Micky’s supposed to be sacked….
‘cept he isn’t really ;
he was sounding off
about that rat on the wall.
 
I’ll tell you my own story….
you can’t help
who you fall in love with,
we ended up in Yorkshire,
fell in love with a Protestant girl….
I know it sounds like Shakespeare.
We got run out of the Falls
then south Belfast did the same,
I even changed my name
to Sammy to hide identity.
 
They found out eventually.
The local ‘boys’ came round
‘Sure it’s Pat, he’s a good Catholic!’
Then came the punch-line –
‘We’ll give you one day
before you get the bullet!’
 
Now I’m back I remember
‘whatever you say, say nothing’,
it has to be tit-for-tat,
will you look at this, look at that.
I’m done with running
but have to keep my tone even :
UVF flags still rule the lamp-posts
and Stormont’s a waiting tomb.
​
1 Comment
Sally Churchill
8/29/2018 05:31:51 am

Belfast is now a lovely City.

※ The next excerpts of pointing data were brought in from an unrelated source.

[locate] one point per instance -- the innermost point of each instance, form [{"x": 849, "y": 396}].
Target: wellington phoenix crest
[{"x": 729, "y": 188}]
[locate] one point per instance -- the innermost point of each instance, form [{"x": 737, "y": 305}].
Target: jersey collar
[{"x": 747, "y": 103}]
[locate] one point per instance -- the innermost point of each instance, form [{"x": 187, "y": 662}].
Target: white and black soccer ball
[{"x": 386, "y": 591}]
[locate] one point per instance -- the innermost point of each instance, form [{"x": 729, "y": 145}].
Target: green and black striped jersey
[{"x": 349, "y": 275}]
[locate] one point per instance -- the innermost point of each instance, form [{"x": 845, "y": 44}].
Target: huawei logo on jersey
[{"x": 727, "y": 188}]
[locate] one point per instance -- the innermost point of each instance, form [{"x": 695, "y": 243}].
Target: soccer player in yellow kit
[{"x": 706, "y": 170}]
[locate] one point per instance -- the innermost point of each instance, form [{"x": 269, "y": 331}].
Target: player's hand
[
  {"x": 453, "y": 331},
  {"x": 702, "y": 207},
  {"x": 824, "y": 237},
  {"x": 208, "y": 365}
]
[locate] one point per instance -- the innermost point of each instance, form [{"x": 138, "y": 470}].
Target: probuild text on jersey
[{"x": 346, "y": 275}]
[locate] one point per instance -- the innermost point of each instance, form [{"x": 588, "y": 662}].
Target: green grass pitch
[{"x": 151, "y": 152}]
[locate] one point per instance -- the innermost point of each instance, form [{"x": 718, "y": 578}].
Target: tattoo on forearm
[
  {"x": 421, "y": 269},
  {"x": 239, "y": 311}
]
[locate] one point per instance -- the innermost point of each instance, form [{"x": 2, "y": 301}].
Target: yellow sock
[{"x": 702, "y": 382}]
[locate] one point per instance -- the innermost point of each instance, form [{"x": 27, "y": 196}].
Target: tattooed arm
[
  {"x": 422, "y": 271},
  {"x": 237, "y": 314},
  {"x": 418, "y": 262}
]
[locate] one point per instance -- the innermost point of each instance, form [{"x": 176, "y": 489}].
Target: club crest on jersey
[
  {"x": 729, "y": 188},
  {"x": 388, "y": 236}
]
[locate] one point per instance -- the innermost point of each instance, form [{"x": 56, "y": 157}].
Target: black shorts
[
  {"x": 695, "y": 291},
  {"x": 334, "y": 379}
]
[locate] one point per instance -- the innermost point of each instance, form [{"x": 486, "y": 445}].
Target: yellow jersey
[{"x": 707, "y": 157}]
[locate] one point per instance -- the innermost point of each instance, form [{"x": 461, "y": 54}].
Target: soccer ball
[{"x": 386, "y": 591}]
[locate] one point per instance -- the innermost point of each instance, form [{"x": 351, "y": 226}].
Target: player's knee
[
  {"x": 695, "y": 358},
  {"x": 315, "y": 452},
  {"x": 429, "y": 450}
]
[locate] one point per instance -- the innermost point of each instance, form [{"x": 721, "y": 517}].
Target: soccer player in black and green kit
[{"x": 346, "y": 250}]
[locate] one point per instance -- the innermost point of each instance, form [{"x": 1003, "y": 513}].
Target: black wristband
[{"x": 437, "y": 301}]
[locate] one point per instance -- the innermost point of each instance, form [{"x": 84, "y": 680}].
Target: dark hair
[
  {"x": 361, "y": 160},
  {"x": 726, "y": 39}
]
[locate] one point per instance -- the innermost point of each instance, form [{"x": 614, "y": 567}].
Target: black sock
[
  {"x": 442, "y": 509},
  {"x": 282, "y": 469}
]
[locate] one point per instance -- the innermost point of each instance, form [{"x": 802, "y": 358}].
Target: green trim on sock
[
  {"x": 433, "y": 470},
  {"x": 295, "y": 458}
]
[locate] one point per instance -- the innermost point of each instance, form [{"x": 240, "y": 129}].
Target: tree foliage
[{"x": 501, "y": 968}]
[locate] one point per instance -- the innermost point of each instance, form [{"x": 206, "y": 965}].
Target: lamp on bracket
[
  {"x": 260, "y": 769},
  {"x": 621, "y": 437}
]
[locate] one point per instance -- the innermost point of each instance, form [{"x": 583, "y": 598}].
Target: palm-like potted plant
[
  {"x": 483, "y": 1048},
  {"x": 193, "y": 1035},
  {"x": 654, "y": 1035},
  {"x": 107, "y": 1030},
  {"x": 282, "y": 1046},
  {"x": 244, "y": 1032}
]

I grew up only knowing it as a City of fighting and violence, a city too dangerous to visit.The number of flags indicate that the tensions are still there simmering below the surface and politicians like Arlene Foster and the DUP appear to be working to restart the troubles. It is appalling that the UK government is also threatening to restart the troubles by breaking the Good Friday Agreement and inflicting the horror of brexit on us all. This will cause appalling problems in mainland UK but threatens far worse in Northern Ireland.